The liquor industry has warned that Christmas parties could have a shortage of their favorite drinks unless the government takes further steps to address the UK’s acute shortage of truck drivers.

The Wine and Spirits Trade Association said in a letter to Transport Secretary Grant Shapps that delivery orders take up to five times longer to process than a year ago, creating “major damaging” impacts on businesses and consumers.

WSTA chief executive Miles Beale said that without urgent action before the Christmas rush, the industry would “plunge deeper into delivery chaos”, which already limits the range of products available to UK consumers.

“The government must do everything in its power to ensure that British businesses do not work with one hand behind its back over the festive season and beyond,” he added, noting that typical order delivery times have been extended from three to 15 days.

The association called on the government to expand its temporary visa scheme for 5,000 truck drivers, which currently expires on February 28, while also speeding up the processing of a backlog of driving license tests caused by the Covid-19 pandemic.

The claims were backed by 48 companies from the industry, including The Wine Society and major brands such as Laurent-Perrier, Corney & Barrow, Tanners Wines, Moët Hennessy and the Campari Group.

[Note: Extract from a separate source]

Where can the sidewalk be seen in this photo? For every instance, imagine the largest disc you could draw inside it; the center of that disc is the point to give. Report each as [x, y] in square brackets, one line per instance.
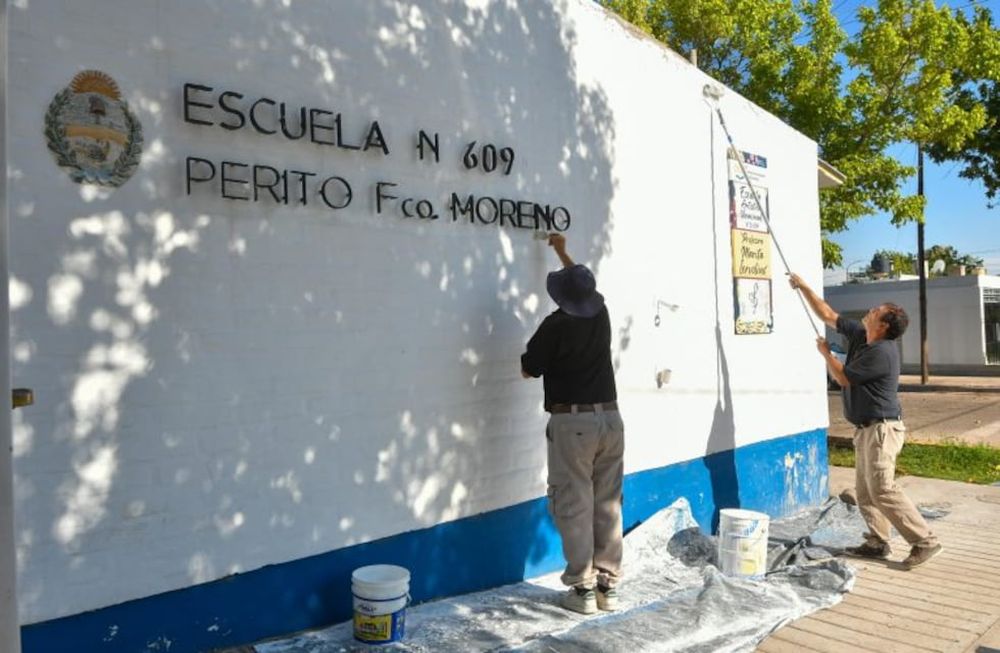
[935, 383]
[952, 604]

Beale warned against increasing pressure to pass on rising costs to consumers, with smaller businesses hit particularly hard because they struggled to compete with larger firms in a tight market for drivers and logistics capacity.

“While businesses are doing their best and being as flexible as they can be, this loss of security and predictability is extremely detrimental to their supply chain – and ultimately their profit margin, consumers and tax revenue.

“It is essential that [the] the government is taking immediate steps to help mitigate the impact of the driver shortage crisis before Christmas, ”he wrote.

The UK transport industry has experienced a chronic shortage of drivers since the economy reopened this summer, caused by a combination of Brexit makes the recruitment of EU drivers illegal and the pandemic, which has led to many older British drivers retiring.

In a sign of marginal improvement, the Road Transport Association told the Transport Select Committee on Wednesday that the UK driver shortage has fallen by around 15,000 drivers over the past six months, from a peak of 100,000 this summer.

But the Committee has heard that the industry is still under tremendous pressure which is likely to be visible in stores this Christmas in the form of reduced choice.

Shane Brennan, chief executive of the Cold Chain Federation, which represents perishable goods delivery companies, said plans were in place to concentrate deliveries on core products.

“We are very good at stacking high and selling cheaply at Christmas time. “What we need to do is scale it back strategically to live up to the promise that there will be the good you expect to see on the shelves, but not necessarily all the extras,” he said.

The government has committed itself to investing more to make the truck driving profession more attractive to UK workers, including improving road conditions.

Elizabeth de Jong, policy director at Logistics UK, a commercial body, said the lack of decent parking facilities with proper showers and toilets is a major obstacle to promoting recruitment for the profession.

“It prevents individuals – especially women, who make up only 2 percent of truck drivers – from staying in the workforce or wanting to join,” she said.

The Department of Transportation did not immediately return a request for comment.